Consumer demand seems to be pushing DRM out of the audio space, but it remains critical on the video side. Highbandwidth Digital Content Protection (HDCP) protects some HDTV content today, and it is built into the source and destination of HDTV devices including Blu-ray and HDTV drives. Luckily, transport of data between devices is assumed to be in the clear, so it does not involve any encryption or protection. In general, only devices created as endpoints need to address this type of DRM.
On the other hand, protecting the object code of an application is often desirable. This may require encryption if the code is coming from a non-secure, offchip site such as a flash memory chip. In this case, the processor would have to decrypt the code as it is executed. This isn’t common, but several microcontrollers can perform this function, such as the 8051-based DS5250 from Maxim-IC.
Another approach is to have a boot loader that can decrypt off-chip code into an on-chip RAM and then execute from RAM. The decrypted code is lost when power is removed. The typical alternative is to use an on-chip code protection scheme that typically prevents the flash memory from being read by the usual debugging means. It usually prevents programming of the flash without an additional key. Otherwise, a rogue application could be loaded in a small part of the memory. The application could then download the remainder of the intact code to an attacker.

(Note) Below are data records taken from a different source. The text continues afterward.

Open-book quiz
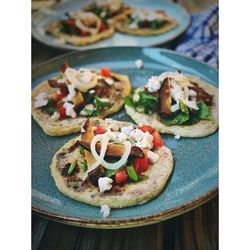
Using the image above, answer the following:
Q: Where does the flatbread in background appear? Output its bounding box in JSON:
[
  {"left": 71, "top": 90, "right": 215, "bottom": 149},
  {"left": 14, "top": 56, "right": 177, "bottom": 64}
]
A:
[
  {"left": 51, "top": 120, "right": 173, "bottom": 208},
  {"left": 125, "top": 76, "right": 219, "bottom": 137},
  {"left": 32, "top": 73, "right": 131, "bottom": 136}
]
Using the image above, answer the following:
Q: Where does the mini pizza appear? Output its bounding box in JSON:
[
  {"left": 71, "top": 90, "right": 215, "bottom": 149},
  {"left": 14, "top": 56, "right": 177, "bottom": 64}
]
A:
[
  {"left": 83, "top": 0, "right": 132, "bottom": 21},
  {"left": 125, "top": 72, "right": 218, "bottom": 137},
  {"left": 116, "top": 9, "right": 177, "bottom": 36},
  {"left": 32, "top": 64, "right": 131, "bottom": 136},
  {"left": 51, "top": 118, "right": 173, "bottom": 208},
  {"left": 46, "top": 11, "right": 115, "bottom": 46}
]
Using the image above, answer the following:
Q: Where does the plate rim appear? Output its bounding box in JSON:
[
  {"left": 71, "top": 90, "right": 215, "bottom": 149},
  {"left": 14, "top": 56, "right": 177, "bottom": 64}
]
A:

Controlling code and access to code is typically part of a microcontroller’s memory and system protection system. Highly secure systems typically combined this with options such as secure boot and secure storage to bring up a secure operating system such as SE Linux (Security Enhanced Linux) from the NSA (National Security Agency). A further extension is support for virtual machines.
With the exception of the secure boot and secure storage, encryption isn’t necessarily part of the systems’ security. Instead, standard microcontroller virtual memory and virtual-machine support is sufficient to implement multilevel security (MLS). Additional hardware features can be incorporated into a system, but these are rarely found on standard microcontrollers.
The reason developers need to know about these aspects of security is that they do not require additional hardware, but the software does make certain assumptions about the starting point of the system, such as the boot process and the operating system. Systems that fail to meet these assumptions can be compromised often without resorting to any decryption. Unfortunately, these aspects of security are beyond this article, so do not assume that simply including hardware encryption or even secure boot features will provide a secure system.